Array function coding error for multlevel logit model with multivariate priors

Dear all Stanians,

Hope this message finds you all well. I am writing to ask a question about using array in Stan code blocks. I am trying to estimate a two-level logit model with intercept and slopes as outcomes. Thus I need to have a multivariate prior for the random components at level-2. But I am running into problems with lines beginning with the array function. I pretty much followed the codes at the following Stan project site for manuals:

And my Stan codes are as follow with slight revision (logit instead of OLS) to the codes in the Stan manual. It appears that it doesn’t like this part (Line 5 in the data block): array[N] int<lower=1, upper=J> jj;

Somehow it doesn’t recognize array to begin this line. I also tried to turn the jj part to vector. It runs through this line, but when it hits any line that begins with array, the program always gives me error. I tried turning some of the lines beginning with array (e.g., “array[J] row_vector[L] u;”) to matrix, but it still didn’t work. Any pointer will be great appreciated.

Jun Xu, PhD
Professor
Department of Sociology
Data Analytics Program
Ball State University
Muncie, IN 47306

data {
  int<lower=0> N;                     // num individuals
  int<lower=1> K;                     // num ind predictors
  int<lower=1> J;                     // num groups
  int<lower=1> L;                     // num group predictors
  array[N] int<lower=1, upper=J> jj;  // group for individual
  matrix[N, K] x;                     // individual predictors
  array[J] row_vector[L] u;           // group predictors
  vector[N] y;                        // outcomes
}

parameters {
  corr_matrix[K] Omega;        // prior correlation
  vector<lower=0>[K] tau;      // prior scale
  matrix[L, K] gamma;          // group coeffs
  array[J] vector[K] beta;     // indiv coeffs by group
  real<lower=0> sigma;         // prediction error scale
}

model {
  tau ~ cauchy(0, 2.5);
  Omega ~ lkj_corr(2);
  to_vector(gamma) ~ normal(0, 5);
  {
    array[J] row_vector[K] u_gamma;
    for (j in 1:J) {
      u_gamma[j] = u[j] * gamma;
    }
    beta ~ multi_normal(u_gamma, quad_form_diag(Omega, tau));
  }
  for (n in 1:N) {
    y[n] ~ bernoulli(inv_logit(x[n] * beta[jj[n]]));
  }
}

and the error message is


SYNTAX ERROR, MESSAGE(S) FROM PARSER:
error in ‘model2a4410413ab4_60f1e9e0a72498a2488a08151e849344’ at line 7, column 2

 5:   int<lower=1> J;                     // num groups
 6:   int<lower=1> L;                     // num group predictors
 7:   array[N] int<lower=1, upper=J> jj;  // group for individual
     ^
 8:   matrix[N, K] x;                     // individual predictors

PARSER EXPECTED: <one of the following:
a variable declaration, beginning with type,
(int, real, vector, row_vector, matrix, unit_vector,
simplex, ordered, positive_ordered,
corr_matrix, cov_matrix,
cholesky_corr, cholesky_cov
or ‘}’ to close variable declarations>
Error in stanc(file = file, model_code = model_code, model_name = model_name, :
failed to parse Stan model ‘60f1e9e0a72498a2488a08151e849344’ due to the above error.
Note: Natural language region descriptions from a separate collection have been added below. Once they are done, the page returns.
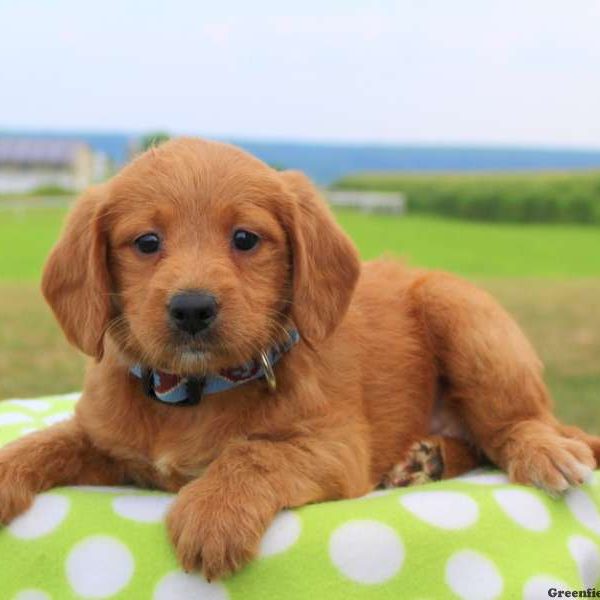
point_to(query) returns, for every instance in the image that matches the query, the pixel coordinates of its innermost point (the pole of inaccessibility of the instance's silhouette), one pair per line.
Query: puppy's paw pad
(423, 464)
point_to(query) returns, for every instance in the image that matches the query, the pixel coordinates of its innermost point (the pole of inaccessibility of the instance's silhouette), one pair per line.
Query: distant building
(27, 164)
(367, 201)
You need to update your RStan install; array is a syntax that is newer but should be supported by the latest RStan.

Thanks a lot for your suggestion. I just updated rstan, and it gives me the same error.

Jun

Does rstan even support array? CRAN version is still at 2.21 which is before array was introduced.

If none works out, you can fall back to the old syntax.
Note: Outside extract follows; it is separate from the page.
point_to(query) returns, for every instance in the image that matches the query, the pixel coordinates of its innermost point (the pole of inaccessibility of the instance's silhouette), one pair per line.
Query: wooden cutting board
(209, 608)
Oops, sorry, yes Rstan on CRAN isn’t up to date with the new array syntax. Sorry, I had things confused with cmdstanr

There are ways to use newer versions of RStan, see Rstan Versioning - #2 by rok_cesnovar

1 Like

Thank you all for your pointers. I think I would back off from the new coding style. I have two questions. The first is why we need array since we have matrix. Is array designed for easy looping? Any pointer to the difference between the two and when to use arrays in Stan. Second, a specific question,

So here is what I did: I changed all new arrays to old ones, including

change

array[N] int<lower=1, upper=J> jj;

to

int<lower=1, upper=J> jj[N];

change

array[j] vector[K] beta;

to

vector[K] beta[J];

change

array[J] row_vector[K] u_gamma;

to

row_vector[K] u_gamma[J];

Now, I am getting this error message, and I believe this is related to the array function

SYNTAX ERROR, MESSAGE(S) FROM PARSER:
No matches for: 

  real ~ bernoulli_logit(real)

Available argument signatures for bernoulli_logit:

  int ~ bernoulli_logit(real)
  int ~ bernoulli_logit(real[ ])
  int ~ bernoulli_logit(vector)
  int ~ bernoulli_logit(row_vector)
  int[ ] ~ bernoulli_logit(real)
  int[ ] ~ bernoulli_logit(real[ ])
  int[ ] ~ bernoulli_logit(vector)
  int[ ] ~ bernoulli_logit(row_vector)

Real return type required for probability function.
 error in 'model148022256544_6b2410f576b17d23cb28601b40359596' at line 33, column 46
  -------------------------------------------------
    31:   }
    32:   for (n in 1:N) {
    33:    y[n] ~ bernoulli_logit(x[n] * beta[jj[n]]);
                                                     ^
    34:   }
  -------------------------------------------------

Error in stanc(file = file, model_code = model_code, model_name = model_name,  : 
  failed to parse Stan model '6b2410f576b17d23cb28601b40359596' due to the above error.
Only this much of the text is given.